Mentors andFriends
In his memoirs, Corden (2018: 102) singles out Harry Johnson as his second great mentor after James Meade and calls him his ‘Patron Saint'. Indeed, as we shall see below, Johnson was the key figure behind Corden going to Oxford.
There was a vintage crop of graduate students at LSE when Corden was there. He made several close friends whose subsequent work had an impact on his own research. In Corden (ibid.: 104-106), he singles out Kelvin Lancaster, Richard Lipsey and Tad Rybczynski. The famous Lipsey and Lancaster (1956-1957) paper on second-best theory had a major impact on Corden (see Corden 1974, 1997a). Rybczynski, as every student of international economics knows, gave his name to one of the canonical theorems of the Heckscher-Ohlin-Samuelson model, and it has featured prominently in several of Corden's papers.

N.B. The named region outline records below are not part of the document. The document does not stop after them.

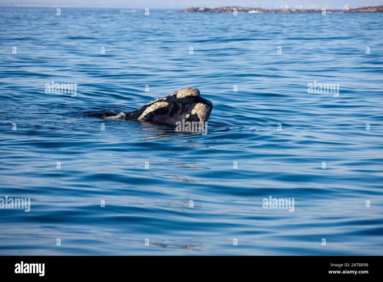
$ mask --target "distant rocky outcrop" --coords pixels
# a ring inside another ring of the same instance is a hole
[[[261,8],[249,8],[232,6],[219,8],[199,8],[192,7],[182,10],[180,12],[197,12],[201,13],[232,13],[234,9],[242,13],[313,13],[322,12],[321,9],[263,9]],[[383,12],[383,5],[381,6],[366,6],[361,8],[347,8],[344,10],[326,9],[326,13],[342,12]]]

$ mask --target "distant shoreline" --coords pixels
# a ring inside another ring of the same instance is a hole
[[[200,8],[192,7],[180,11],[183,12],[197,13],[232,13],[236,9],[238,12],[257,13],[321,13],[321,9],[263,9],[261,8],[249,8],[231,6],[219,8]],[[383,5],[368,6],[357,8],[347,8],[345,10],[326,9],[326,13],[372,13],[383,12]]]

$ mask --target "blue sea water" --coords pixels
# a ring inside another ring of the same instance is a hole
[[[381,255],[382,20],[0,7],[0,254]],[[206,135],[94,114],[189,86]]]

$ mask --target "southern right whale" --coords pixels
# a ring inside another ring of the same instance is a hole
[[[121,112],[107,117],[113,119],[138,120],[165,124],[177,122],[200,122],[208,120],[213,108],[213,103],[200,96],[195,87],[180,89],[163,98],[159,98],[133,112]]]

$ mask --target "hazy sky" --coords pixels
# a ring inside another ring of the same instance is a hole
[[[192,7],[219,7],[242,6],[246,7],[280,8],[288,5],[290,8],[301,5],[303,8],[354,8],[366,5],[383,5],[382,0],[0,0],[1,5],[33,5],[182,8]],[[346,5],[347,6],[346,6]]]

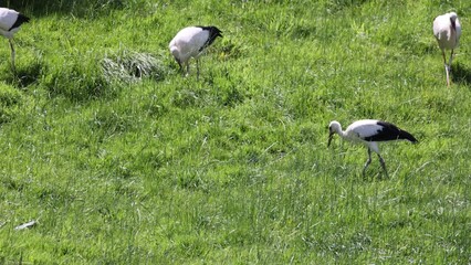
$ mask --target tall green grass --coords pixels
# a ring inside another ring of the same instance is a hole
[[[467,1],[4,3],[32,21],[15,75],[0,45],[0,263],[471,262]],[[167,50],[192,24],[224,35],[199,80]],[[420,141],[381,146],[390,178],[326,147],[362,118]]]

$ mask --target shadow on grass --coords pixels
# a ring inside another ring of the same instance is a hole
[[[458,63],[451,65],[451,78],[454,83],[471,84],[471,70]]]
[[[100,11],[123,9],[126,1],[123,0],[0,0],[0,7],[14,9],[31,17],[42,17],[52,13],[70,14],[75,17],[90,17]]]
[[[17,70],[14,75],[14,83],[20,88],[25,88],[27,86],[38,82],[38,78],[41,76],[43,65],[39,62],[29,64],[27,67]]]

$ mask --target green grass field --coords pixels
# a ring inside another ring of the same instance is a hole
[[[0,264],[471,263],[470,1],[0,6],[31,17],[15,75],[0,39]],[[198,81],[168,51],[196,24],[224,36]],[[381,146],[389,178],[327,148],[364,118],[420,141]]]

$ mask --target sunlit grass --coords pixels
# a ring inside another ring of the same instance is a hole
[[[468,2],[48,2],[15,76],[0,43],[0,263],[470,262],[469,36],[447,88],[430,32]],[[224,35],[199,80],[167,51],[190,24]],[[419,140],[388,179],[326,147],[362,118]]]

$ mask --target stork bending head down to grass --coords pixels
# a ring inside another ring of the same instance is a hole
[[[0,34],[8,39],[11,49],[11,66],[14,68],[14,47],[13,47],[13,35],[20,30],[20,25],[24,22],[30,21],[30,18],[25,17],[18,11],[7,8],[0,8]]]
[[[168,45],[178,65],[180,65],[180,71],[182,71],[185,65],[188,75],[190,72],[189,60],[193,57],[197,61],[197,76],[199,76],[199,56],[201,56],[205,50],[214,42],[216,38],[222,38],[221,33],[222,32],[213,25],[188,26],[180,30]]]
[[[458,46],[461,35],[461,24],[456,12],[438,15],[433,20],[433,35],[438,41],[443,55],[444,72],[447,74],[447,86],[450,86],[450,70],[453,60],[453,51]],[[451,50],[450,62],[447,64],[444,50]]]
[[[406,139],[411,142],[417,142],[417,139],[411,134],[399,129],[396,125],[376,119],[357,120],[349,125],[345,131],[342,130],[341,124],[334,120],[328,125],[328,130],[327,147],[331,146],[334,134],[338,134],[342,138],[353,142],[364,144],[368,148],[368,160],[366,160],[365,167],[363,168],[364,176],[366,168],[371,162],[371,151],[378,155],[379,162],[385,170],[386,177],[388,176],[385,160],[379,155],[378,144],[380,141]]]

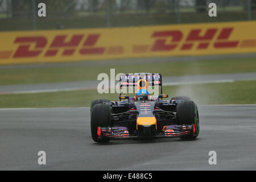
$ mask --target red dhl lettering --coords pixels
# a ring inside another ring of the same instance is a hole
[[[197,45],[196,49],[199,50],[208,48],[210,44],[212,44],[216,49],[234,48],[238,46],[238,40],[229,40],[233,28],[222,28],[218,30],[218,28],[214,28],[207,30],[192,29],[188,35],[184,35],[181,30],[177,30],[155,31],[152,34],[151,37],[149,38],[155,39],[152,45],[150,46],[151,49],[145,48],[140,51],[135,51],[134,49],[134,53],[171,51],[177,48],[181,51],[185,51],[191,50],[196,43]],[[72,56],[81,44],[82,44],[81,48],[77,50],[77,53],[80,55],[100,55],[104,53],[117,55],[124,53],[125,50],[122,46],[96,47],[100,36],[99,34],[90,34],[88,35],[77,34],[71,37],[68,37],[67,35],[58,35],[51,42],[42,36],[18,37],[14,43],[20,45],[13,55],[13,58],[36,57],[43,52],[44,57],[53,57],[56,56],[59,51],[62,51],[62,56]],[[181,43],[183,40],[184,41]],[[45,50],[49,42],[48,48]],[[142,46],[149,48],[148,45]],[[139,47],[141,46],[134,45],[134,47]],[[106,49],[108,51],[106,51]]]
[[[185,38],[185,43],[181,45],[181,51],[190,50],[196,42],[199,42],[197,49],[202,49],[208,48],[210,42],[217,32],[217,28],[209,28],[203,31],[201,29],[191,30]],[[233,28],[224,28],[221,30],[213,46],[216,48],[233,48],[237,46],[238,41],[229,41],[228,39]],[[204,34],[203,34],[204,33]],[[202,35],[203,34],[203,35]],[[154,32],[152,38],[158,38],[153,44],[152,51],[170,51],[177,48],[183,37],[179,30]],[[170,38],[171,38],[170,40]],[[170,41],[167,43],[167,40]]]

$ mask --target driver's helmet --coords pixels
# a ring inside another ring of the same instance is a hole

John Black became another invaluable friend. Corden met him through the Oxford-Cambridge-LSE seminar at a time when Black was a student at Nuffield College, Oxford. Black read many of Corden's writings while they were being drafted. In his memoirs, Corden credits Black with saving him from numerous errors (see Corden 2018: 103-104).

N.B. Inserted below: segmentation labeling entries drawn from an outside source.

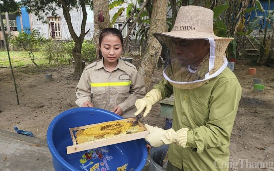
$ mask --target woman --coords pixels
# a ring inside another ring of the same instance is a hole
[[[125,118],[134,117],[135,102],[144,96],[145,87],[135,66],[120,59],[123,42],[119,30],[102,31],[100,59],[86,67],[76,88],[78,106],[104,109]]]

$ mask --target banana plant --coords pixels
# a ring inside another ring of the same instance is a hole
[[[268,9],[264,9],[262,4],[259,0],[255,0],[254,6],[251,7],[246,10],[247,12],[250,12],[252,11],[255,11],[255,17],[249,23],[248,26],[247,32],[239,32],[238,34],[246,35],[253,39],[259,44],[260,60],[259,65],[263,65],[266,58],[268,57],[271,49],[271,43],[273,41],[273,38],[271,37],[270,29],[273,29],[271,24],[274,22],[274,11],[273,9],[270,9],[270,2],[269,0]],[[255,5],[256,4],[256,5]],[[261,12],[263,15],[258,15],[257,11]],[[258,28],[259,29],[259,39],[256,39],[250,33]],[[269,35],[268,36],[268,34]]]

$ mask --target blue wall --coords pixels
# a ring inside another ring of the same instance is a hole
[[[17,16],[16,17],[17,28],[18,31],[20,31],[22,29],[23,29],[24,31],[26,31],[25,27],[30,28],[30,24],[29,23],[29,16],[28,15],[28,13],[26,10],[26,8],[24,7],[22,7],[21,8],[21,12],[22,13],[21,16],[22,16],[23,28],[21,28],[20,16]]]

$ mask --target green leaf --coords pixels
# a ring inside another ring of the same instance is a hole
[[[256,10],[256,8],[255,7],[252,7],[249,8],[247,8],[246,10],[245,10],[245,12],[250,12],[253,10]]]
[[[260,1],[259,0],[255,0],[255,3],[256,3],[256,5],[257,5],[258,9],[261,12],[264,12],[264,8],[263,7],[262,4],[261,4],[261,2],[260,2]]]
[[[222,37],[227,36],[227,26],[223,20],[215,20],[214,29],[217,29],[217,36]]]
[[[254,30],[254,29],[259,26],[260,21],[261,21],[261,20],[263,19],[263,17],[264,16],[263,15],[255,16],[254,19],[253,19],[248,25],[248,33],[250,33],[253,32],[253,30]]]
[[[117,18],[119,17],[119,16],[122,15],[124,9],[125,9],[125,8],[124,7],[121,7],[119,8],[119,10],[118,10],[117,12],[114,14],[114,15],[112,17],[112,21],[111,22],[111,25],[113,25],[115,23],[115,22],[116,21]]]
[[[218,16],[229,7],[229,4],[224,3],[213,8],[213,10],[214,12],[213,18],[217,19]]]

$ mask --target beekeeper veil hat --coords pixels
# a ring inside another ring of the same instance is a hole
[[[162,45],[161,56],[166,61],[164,77],[174,86],[184,89],[199,87],[227,67],[225,50],[233,38],[216,36],[213,26],[212,10],[189,5],[180,8],[171,31],[154,34]],[[191,47],[199,39],[208,43],[208,53],[203,56],[197,53],[201,46]]]

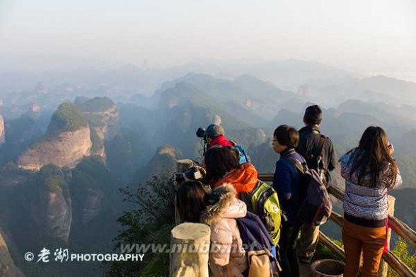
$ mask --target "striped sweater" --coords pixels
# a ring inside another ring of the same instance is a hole
[[[388,183],[389,178],[383,178],[391,174],[393,171],[390,164],[386,164],[381,173],[380,183],[376,188],[371,188],[370,176],[365,176],[358,183],[358,172],[351,174],[354,163],[354,156],[357,149],[344,154],[341,163],[341,175],[345,179],[345,193],[344,195],[344,212],[356,217],[370,220],[384,220],[387,217],[388,205],[387,202],[387,188],[395,188],[402,184],[400,172],[397,172],[395,183]]]

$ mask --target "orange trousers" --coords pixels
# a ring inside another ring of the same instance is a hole
[[[376,277],[386,238],[386,227],[369,227],[344,220],[342,242],[345,251],[344,277],[357,277],[363,253],[362,276]]]

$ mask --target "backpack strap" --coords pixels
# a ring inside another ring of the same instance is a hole
[[[306,170],[308,170],[308,166],[306,164],[301,162],[301,161],[297,159],[289,157],[287,158],[284,158],[284,159],[289,161],[293,165],[295,166],[296,169],[302,174],[304,174]]]
[[[321,135],[320,137],[319,137],[319,142],[318,142],[318,151],[315,153],[315,156],[322,156],[322,151],[323,150],[323,147],[325,146],[325,142],[326,142],[326,137]]]

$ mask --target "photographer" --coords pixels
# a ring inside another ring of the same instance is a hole
[[[211,124],[207,130],[199,128],[197,136],[203,137],[208,145],[208,148],[214,145],[233,146],[233,143],[225,136],[225,130],[220,125]]]
[[[205,182],[214,188],[229,183],[237,193],[250,192],[258,182],[258,172],[250,163],[238,164],[238,152],[233,147],[214,146],[205,153]]]

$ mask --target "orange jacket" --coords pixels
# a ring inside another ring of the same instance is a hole
[[[258,174],[255,167],[252,164],[246,162],[215,183],[214,188],[222,186],[224,183],[229,183],[233,185],[238,193],[250,192],[257,183],[258,177]]]

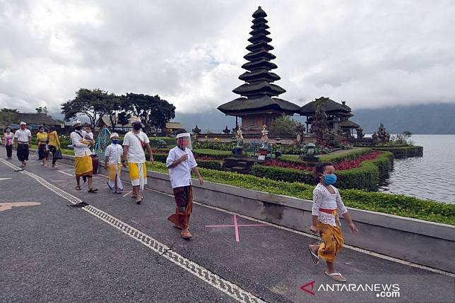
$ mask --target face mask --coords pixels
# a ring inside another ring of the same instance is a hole
[[[336,182],[336,174],[324,174],[324,182],[327,185],[331,185]]]

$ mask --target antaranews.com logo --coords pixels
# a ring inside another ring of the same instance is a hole
[[[399,298],[398,283],[325,283],[316,285],[316,280],[302,285],[300,289],[315,296],[317,292],[374,292],[378,298]]]

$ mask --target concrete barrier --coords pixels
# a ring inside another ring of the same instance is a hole
[[[73,158],[61,160],[73,165]],[[100,172],[105,173],[100,167]],[[169,175],[148,171],[148,187],[172,194]],[[129,180],[127,169],[122,179]],[[309,232],[312,202],[286,196],[209,182],[193,182],[193,197],[199,203],[295,230]],[[353,234],[341,218],[345,242],[350,245],[455,273],[455,226],[348,208],[360,232]]]

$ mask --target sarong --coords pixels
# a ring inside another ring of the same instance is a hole
[[[129,179],[134,186],[140,186],[141,191],[147,184],[147,169],[146,162],[143,163],[128,163],[129,167]]]
[[[74,158],[76,177],[92,177],[93,167],[92,158],[89,155]]]
[[[193,189],[191,185],[174,189],[175,213],[167,218],[176,226],[189,227],[189,216],[193,210]]]
[[[336,226],[321,222],[317,222],[317,228],[323,241],[319,245],[317,254],[324,260],[332,263],[335,261],[336,255],[343,249],[344,244],[341,229],[338,223],[338,218],[336,218],[335,222],[336,222]]]
[[[38,158],[42,160],[47,158],[46,153],[46,144],[40,144],[38,145]]]
[[[26,161],[28,160],[28,144],[18,144],[18,150],[17,155],[19,161]]]
[[[111,164],[107,170],[109,172],[109,187],[113,189],[115,187],[115,180],[117,179],[117,188],[123,191],[123,184],[120,179],[120,173],[122,172],[121,164]]]

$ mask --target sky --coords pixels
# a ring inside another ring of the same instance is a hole
[[[0,108],[54,114],[86,88],[209,112],[238,97],[258,6],[283,99],[455,103],[454,1],[0,0]]]

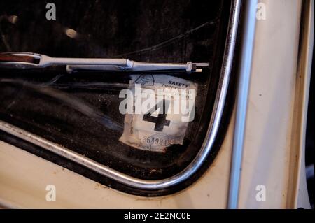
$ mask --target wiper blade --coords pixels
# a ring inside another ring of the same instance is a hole
[[[183,71],[188,73],[202,72],[209,63],[169,64],[139,62],[127,59],[51,57],[30,52],[0,53],[0,67],[9,69],[41,69],[66,65],[66,71],[98,70],[113,71]]]

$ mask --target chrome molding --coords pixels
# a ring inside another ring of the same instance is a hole
[[[230,174],[228,208],[237,208],[238,205],[247,101],[255,38],[256,7],[257,0],[246,1],[244,31],[242,31],[241,38],[239,80],[237,86],[233,151],[232,153],[231,171]]]
[[[204,164],[212,149],[218,134],[225,103],[233,62],[241,4],[241,0],[235,0],[233,1],[231,6],[229,27],[220,78],[206,137],[196,157],[195,157],[193,161],[181,173],[172,177],[158,180],[138,179],[99,164],[60,145],[50,142],[3,121],[0,121],[0,130],[38,145],[93,170],[107,178],[134,188],[147,190],[158,190],[166,189],[183,182],[195,173],[202,164]]]

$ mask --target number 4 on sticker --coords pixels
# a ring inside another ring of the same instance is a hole
[[[163,131],[164,127],[169,127],[171,123],[170,120],[166,119],[169,107],[169,101],[165,99],[160,101],[144,115],[142,120],[155,123],[155,127],[154,127],[154,131]],[[160,110],[158,117],[153,116],[152,114],[159,108]]]

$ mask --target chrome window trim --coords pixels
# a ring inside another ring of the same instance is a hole
[[[241,5],[241,0],[235,0],[233,1],[231,6],[220,77],[206,138],[204,141],[200,150],[192,161],[179,173],[168,178],[158,180],[138,179],[97,163],[60,145],[50,142],[50,141],[1,120],[0,130],[40,146],[96,171],[105,177],[131,187],[146,190],[164,189],[185,181],[195,174],[204,164],[212,149],[218,131],[225,103],[233,62]]]

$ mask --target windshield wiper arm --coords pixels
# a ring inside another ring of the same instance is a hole
[[[62,58],[30,52],[0,53],[0,67],[12,69],[41,69],[50,66],[66,65],[66,70],[99,70],[115,71],[146,71],[180,70],[188,73],[201,72],[209,63],[169,64],[139,62],[127,59]]]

During this period, LSE attracted several outstanding students from abroad who later achieved renown in international economics. These students were drawn to the School by the possibility of working with Meade. They included Peter Kenen, Richard Cooper and Robert Mundell (a future Nobel Prize winner in Economics). All became close friends of Corden.
When his British Council scholarship expired, Corden joined the National Institute of Economic and Social Research (NIESR) as a Research Fellow for two years. Together with Margaret Hemming, he published a theoretical paper on import controls as an instrument to influence the balance of payments (see Hemming and Corden 1958).

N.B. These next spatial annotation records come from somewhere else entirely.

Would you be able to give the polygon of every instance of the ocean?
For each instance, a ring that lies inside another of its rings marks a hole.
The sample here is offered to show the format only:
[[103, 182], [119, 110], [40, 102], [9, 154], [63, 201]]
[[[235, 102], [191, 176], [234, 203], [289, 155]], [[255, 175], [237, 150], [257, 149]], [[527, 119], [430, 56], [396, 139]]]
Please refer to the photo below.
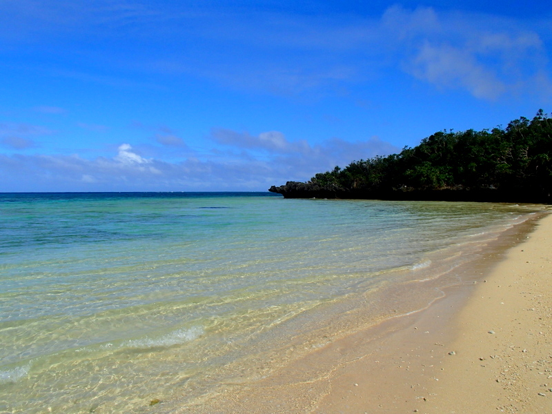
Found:
[[542, 208], [0, 194], [0, 413], [164, 413], [423, 308]]

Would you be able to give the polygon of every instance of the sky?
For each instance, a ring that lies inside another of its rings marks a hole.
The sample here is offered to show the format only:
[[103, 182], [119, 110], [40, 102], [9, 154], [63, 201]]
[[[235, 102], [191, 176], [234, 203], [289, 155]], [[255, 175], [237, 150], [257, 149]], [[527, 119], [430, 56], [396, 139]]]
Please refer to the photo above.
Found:
[[0, 192], [266, 191], [549, 113], [546, 4], [0, 0]]

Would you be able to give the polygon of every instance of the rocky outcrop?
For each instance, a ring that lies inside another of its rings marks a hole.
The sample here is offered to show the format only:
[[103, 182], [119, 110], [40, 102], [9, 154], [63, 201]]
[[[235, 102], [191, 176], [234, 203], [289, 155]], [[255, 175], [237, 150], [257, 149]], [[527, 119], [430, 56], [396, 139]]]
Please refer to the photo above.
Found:
[[550, 204], [552, 197], [542, 191], [531, 189], [499, 190], [493, 188], [466, 188], [460, 186], [439, 190], [403, 187], [390, 190], [324, 188], [310, 182], [288, 181], [284, 186], [273, 186], [268, 191], [284, 198], [349, 199], [381, 200], [418, 200], [447, 201], [488, 201], [505, 203]]

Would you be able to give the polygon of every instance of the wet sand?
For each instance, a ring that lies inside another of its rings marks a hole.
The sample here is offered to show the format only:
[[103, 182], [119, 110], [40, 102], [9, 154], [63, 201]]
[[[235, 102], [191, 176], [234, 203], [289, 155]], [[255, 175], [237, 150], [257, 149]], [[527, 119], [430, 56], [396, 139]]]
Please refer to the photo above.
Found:
[[552, 412], [552, 215], [505, 243], [427, 308], [185, 412]]
[[341, 368], [312, 412], [552, 412], [551, 248], [549, 215], [467, 303], [468, 286], [450, 288], [445, 299], [404, 318], [378, 359]]

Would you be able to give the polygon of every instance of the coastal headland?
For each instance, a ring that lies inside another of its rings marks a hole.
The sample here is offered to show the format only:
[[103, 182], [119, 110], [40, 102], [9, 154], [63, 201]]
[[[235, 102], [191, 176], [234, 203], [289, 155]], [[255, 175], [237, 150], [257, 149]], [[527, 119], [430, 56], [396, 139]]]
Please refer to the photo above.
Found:
[[500, 253], [466, 270], [473, 282], [448, 287], [426, 308], [186, 412], [552, 412], [551, 241], [546, 215], [502, 240]]

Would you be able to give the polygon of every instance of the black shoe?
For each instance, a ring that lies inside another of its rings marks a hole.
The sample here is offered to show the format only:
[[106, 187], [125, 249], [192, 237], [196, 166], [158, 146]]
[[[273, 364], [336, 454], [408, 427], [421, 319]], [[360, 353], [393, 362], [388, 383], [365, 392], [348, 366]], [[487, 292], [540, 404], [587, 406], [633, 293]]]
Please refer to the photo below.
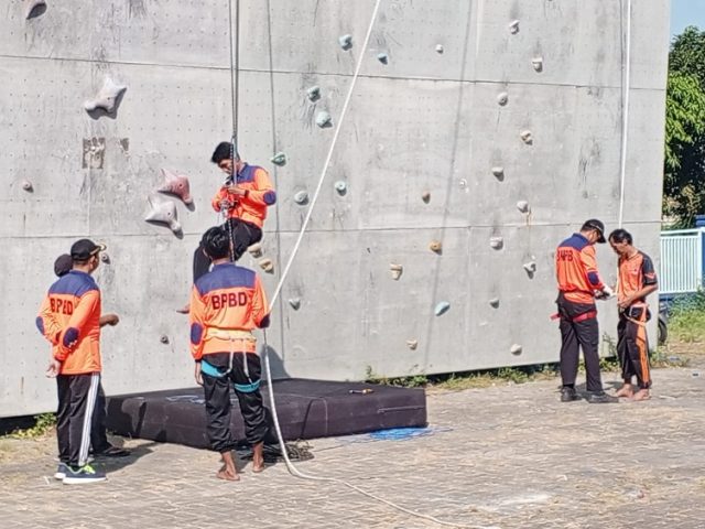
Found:
[[568, 388], [567, 386], [561, 388], [561, 402], [573, 402], [577, 400], [578, 396], [575, 392], [575, 388]]
[[587, 396], [587, 401], [590, 404], [607, 404], [609, 402], [617, 402], [618, 400], [616, 397], [610, 397], [605, 391], [599, 391], [595, 393], [589, 393]]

This paper, in turn, served as the genesis of a much more widely cited paper of Corden's via a diagram showing how countries could achieve internal and external balance through a combination of expenditure-switching and expenditure-reducing policies (see Corden 1960). The diagram in question was the Swan diagram with its so- called four zones of economic unhappiness, where the twin objectives of internal and external balance are not achieved (see Swan 1955). Corden also highlighted the fact that a similar diagram was developed by Salter (1959) which showed how an economy's production and consumption of traded and non-traded goods could vary in response to relative price changes.[178] Combining these two diagrams yields the Salter-Swan model of internal and external balance which has subsequently been much used to analyse numerous issues in international economics. Corden (1960) can rightly claim credit for popularising this model.During this period in London, Corden married his fiancee Dorothy (nee Martin) whom he had met in Melbourne and who had followed him to England. Dorothy was a wonderful person, charming and kind, a committed Anglophile and the perfect life companion for Max.